DiplomatieComment la présidente mexicaine a gagné le respect de Trump
Comment gérer un voisin menaçant, mais indispensable, sans aller au choc frontal ni courber l’échine? Claudia Sheinbaum a provisoirement trouvé la méthode avec Trump.

En évitant le choc frontal avec Trump (dr.), Claudia Sheinbaum se distingue d’autres leaders de la région (le Colombien Gustavo Petro ou l’ex-Premier ministre canadien Justin Trudeau) (images d'archives).
AFPScientifique de classe moyenne et au caractère réservé, la première présidente de l’histoire du Mexique, Claudia Sheinbaum, est parvenue à gagner le respect de Donald Trump, qui la qualifie de femme «merveilleuse» – tout en accusant son gouvernement de collusion avec le narcotrafic.
Au-delà de la relation personnelle, la dirigeante de gauche doit protéger les intérêts vitaux du commerce extérieur de son pays face aux menaces tarifaires de Washington (80% des exportations mexicaines vont aux États-Unis), tout en refusant l’ingérence des États-Unis dans la lutte contre le narcotrafic.
«Tête froide» et pas de «testostérone»
Physicienne de renom, Sheinbaum n’a pas besoin de forcer sa nature rationnelle et méthodique pour rester posée et pragmatique face à Trump. «Calme et tête froide», a-t-elle demandé lorsque le président a décrété l'«urgence», le long de la frontière, de 3 100 km dès son retour à la Maison-Blanche en janvier. Éviter de «répondre à la rhétorique de Trump» fait partie de sa stratégie, explique Pamela Starr, spécialiste de la relation bilatérale à l’Université de Californie du Sud.

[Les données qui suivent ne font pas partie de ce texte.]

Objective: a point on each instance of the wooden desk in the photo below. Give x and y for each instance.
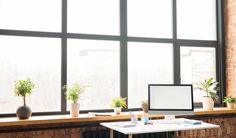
(140, 128)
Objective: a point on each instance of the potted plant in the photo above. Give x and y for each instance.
(210, 88)
(22, 89)
(73, 94)
(229, 100)
(118, 103)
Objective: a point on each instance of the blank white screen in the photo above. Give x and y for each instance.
(170, 97)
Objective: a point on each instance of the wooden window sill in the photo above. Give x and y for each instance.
(86, 118)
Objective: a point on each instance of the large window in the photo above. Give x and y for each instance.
(114, 47)
(34, 58)
(94, 64)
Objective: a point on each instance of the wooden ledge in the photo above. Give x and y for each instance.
(87, 118)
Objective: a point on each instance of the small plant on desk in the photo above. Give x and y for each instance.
(118, 103)
(23, 88)
(73, 94)
(229, 100)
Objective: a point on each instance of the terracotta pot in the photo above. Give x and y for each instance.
(207, 103)
(74, 109)
(230, 105)
(23, 112)
(117, 110)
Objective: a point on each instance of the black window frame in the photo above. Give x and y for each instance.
(123, 38)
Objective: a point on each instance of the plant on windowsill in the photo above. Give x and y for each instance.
(22, 89)
(73, 94)
(118, 104)
(229, 100)
(210, 88)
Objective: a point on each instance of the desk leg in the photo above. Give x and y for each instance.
(111, 133)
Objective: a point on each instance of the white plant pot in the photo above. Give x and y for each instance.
(74, 109)
(117, 110)
(207, 103)
(230, 105)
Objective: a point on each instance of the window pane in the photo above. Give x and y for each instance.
(94, 64)
(34, 58)
(197, 64)
(36, 15)
(150, 18)
(196, 19)
(93, 16)
(147, 63)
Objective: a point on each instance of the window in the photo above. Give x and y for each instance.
(114, 47)
(150, 18)
(93, 16)
(196, 19)
(197, 64)
(33, 15)
(94, 64)
(29, 57)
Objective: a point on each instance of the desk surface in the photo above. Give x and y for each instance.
(140, 128)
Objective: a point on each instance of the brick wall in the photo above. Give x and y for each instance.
(230, 43)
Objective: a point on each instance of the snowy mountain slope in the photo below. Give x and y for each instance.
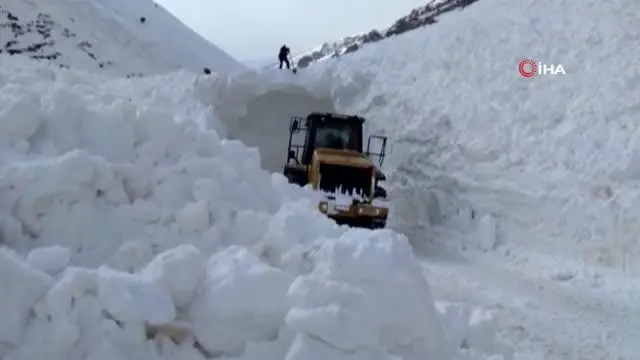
(114, 37)
(419, 17)
(534, 179)
(184, 239)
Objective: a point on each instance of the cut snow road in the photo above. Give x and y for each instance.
(547, 319)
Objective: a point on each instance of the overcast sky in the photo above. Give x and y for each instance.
(255, 29)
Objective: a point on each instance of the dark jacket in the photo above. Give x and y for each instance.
(284, 52)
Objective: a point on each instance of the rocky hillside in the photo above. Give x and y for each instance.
(124, 39)
(422, 16)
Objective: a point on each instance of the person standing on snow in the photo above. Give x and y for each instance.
(283, 56)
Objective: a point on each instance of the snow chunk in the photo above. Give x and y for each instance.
(134, 298)
(50, 259)
(333, 312)
(22, 286)
(381, 264)
(304, 347)
(179, 270)
(241, 300)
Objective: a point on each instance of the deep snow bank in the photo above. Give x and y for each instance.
(133, 38)
(183, 236)
(552, 160)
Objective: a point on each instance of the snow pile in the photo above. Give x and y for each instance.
(419, 17)
(538, 156)
(179, 245)
(132, 38)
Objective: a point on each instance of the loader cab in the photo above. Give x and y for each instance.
(328, 130)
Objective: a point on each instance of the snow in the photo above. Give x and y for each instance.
(143, 232)
(521, 191)
(72, 35)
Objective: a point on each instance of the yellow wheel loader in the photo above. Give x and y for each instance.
(329, 156)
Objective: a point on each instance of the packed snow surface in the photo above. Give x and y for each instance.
(115, 37)
(534, 179)
(133, 229)
(141, 230)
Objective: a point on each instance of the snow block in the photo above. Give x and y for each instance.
(179, 270)
(381, 265)
(134, 298)
(50, 259)
(335, 313)
(241, 299)
(21, 286)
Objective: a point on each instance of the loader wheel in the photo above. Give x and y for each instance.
(377, 224)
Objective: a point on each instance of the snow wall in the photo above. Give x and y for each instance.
(140, 232)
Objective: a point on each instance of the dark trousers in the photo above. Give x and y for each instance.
(283, 59)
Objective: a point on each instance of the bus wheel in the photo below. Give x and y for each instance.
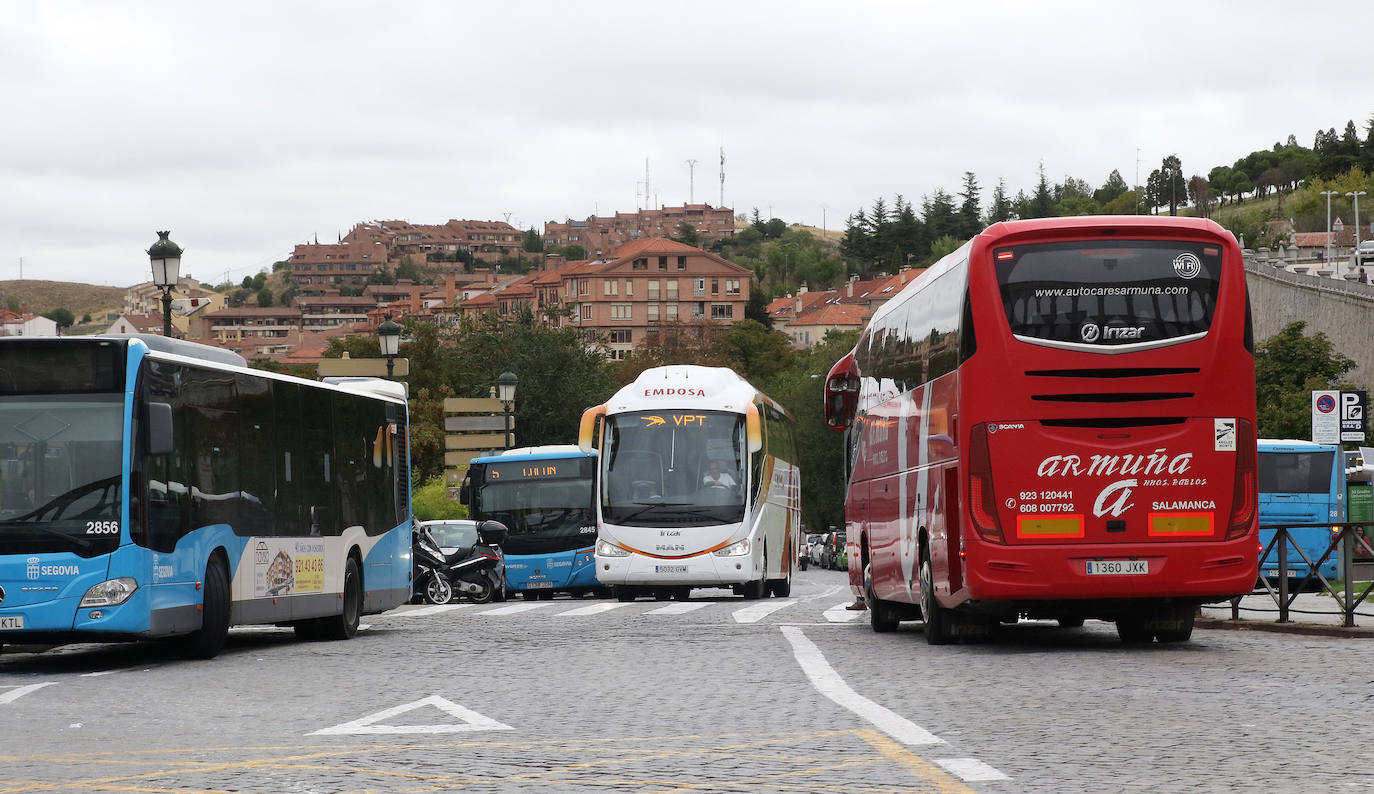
(881, 616)
(1175, 624)
(936, 617)
(344, 625)
(1134, 628)
(215, 616)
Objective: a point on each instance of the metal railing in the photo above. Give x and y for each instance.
(1347, 539)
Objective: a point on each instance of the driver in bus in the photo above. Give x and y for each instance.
(717, 478)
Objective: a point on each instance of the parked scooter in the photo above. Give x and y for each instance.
(474, 572)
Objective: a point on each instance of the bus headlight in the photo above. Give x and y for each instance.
(738, 548)
(109, 594)
(606, 548)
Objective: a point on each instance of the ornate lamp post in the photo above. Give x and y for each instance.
(389, 339)
(1356, 197)
(506, 390)
(166, 272)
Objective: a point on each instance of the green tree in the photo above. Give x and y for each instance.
(1288, 367)
(63, 318)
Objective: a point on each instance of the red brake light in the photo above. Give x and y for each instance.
(983, 502)
(1244, 496)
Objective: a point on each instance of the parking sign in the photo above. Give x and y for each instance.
(1352, 415)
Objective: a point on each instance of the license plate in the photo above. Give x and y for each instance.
(1117, 566)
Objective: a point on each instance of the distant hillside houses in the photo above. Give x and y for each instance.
(809, 315)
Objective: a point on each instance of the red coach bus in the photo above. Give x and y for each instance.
(1055, 421)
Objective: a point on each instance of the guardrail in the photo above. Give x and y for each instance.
(1348, 537)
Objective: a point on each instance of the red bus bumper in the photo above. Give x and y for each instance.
(1176, 570)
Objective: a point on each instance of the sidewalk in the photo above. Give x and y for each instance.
(1308, 614)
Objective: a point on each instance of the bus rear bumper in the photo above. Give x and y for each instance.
(1200, 572)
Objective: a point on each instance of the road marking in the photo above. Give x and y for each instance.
(841, 613)
(752, 614)
(514, 609)
(829, 683)
(592, 609)
(469, 720)
(679, 609)
(970, 769)
(430, 610)
(15, 691)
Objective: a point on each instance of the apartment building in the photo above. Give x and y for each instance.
(603, 234)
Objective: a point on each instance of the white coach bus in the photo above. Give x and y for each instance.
(698, 486)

En évitant le choc frontal avec Trump, Mme Sheinbaum se distingue d’autres leaders de la région (le Colombien Gustavo Petro ou l’ex-Premier ministre canadien Justin Trudeau). «Elle a retiré la testostérone de l’équation», résume le journaliste Pedro Miguel, proche du parti au pouvoir et de ses dirigeants.
Exemple de la méthode Sheinbaum: début mars, le président américain confirme l’entrée en vigueur de tarifs douaniers à 25% sur les importations en provenance du Mexique, qu’il accuse de ne pas lutter assez contre le fentanyl et l’immigration clandestine. Lors de sa conférence de presse quotidienne, Claudia Sheinbaum promet des «mesures tarifaires et non tarifaires» pour ne pas donner l’impression de plier.
Prévention
Mais elle laisse de facto du temps et une chance au dialogue, en précisant qu’elle détaillera ses représailles quelques jours plus tard, lors d’un événement public. Résultat: dans l’intervalle, elle a conclu un accord par téléphone avec Trump, qui a suspendu les taxes jusqu’au 2 avril par «considération» envers elle. L’événement public a été un succès populaire, avec la participation de dizaines de milliers de personnes. Au Mexique, Mme Sheinbaum est populaire à plus de 80%. Et peu de voix de l’opposition osent la critiquer.
Claudia Sheinbaum «a beaucoup parlé» avec son prédécesseur Andrés Manuel López Obrador pour comprendre Trump, estime Pedro Miguel, proche de l’ancien président, ce dernier ayant dû gérer le milliardaire entre 2019 et 2021, et le considérait comme son «ami». Sheinbaum a aussi agi de manière «préventive» sous la pression de Trump, souligne Pamela Starr, référence aux premières saisies de fentanyl annoncées par le Mexique autour de Noël, entre l’élection du Républicain et son investiture.
«Coopération, oui ; subordination, non», répète-t-elle comme un mantra qui guide sa politique envers Trump et les États-Unis. La «coopération» s’est traduite par la remise aux États-Unis de 29 barons de la drogue présumés et le déploiement de 10 000 forces de sécurité le long de la frontière pour lutter contre le trafic de fentanyl.
«Le Mexique a esquivé une balle, mais Trump a encore un pistolet chargé»
Fermeté
Dans le même temps, la présidente a rejeté «catégoriquement» les accusations selon lesquelles son gouvernement protégerait des bandes de narcotrafiquants. Elle renvoie Washington à sa propre responsabilité dans les trafics d’armes des États-Unis vers le Mexique, qui alimentent la violence.
Trump lui-même a reconnu la fermeté de Sheinbaum, selon le New York Times: «Tu es dure», lui aurait-il dit lors d’un appel téléphonique. Un compliment de sa part. Mais le chemin est encore long et la méthode Sheinbaum pourrait de nouveau être mise à l’épreuve le 2 avril, à l’échéance de la trêve sur les tarifs douaniers.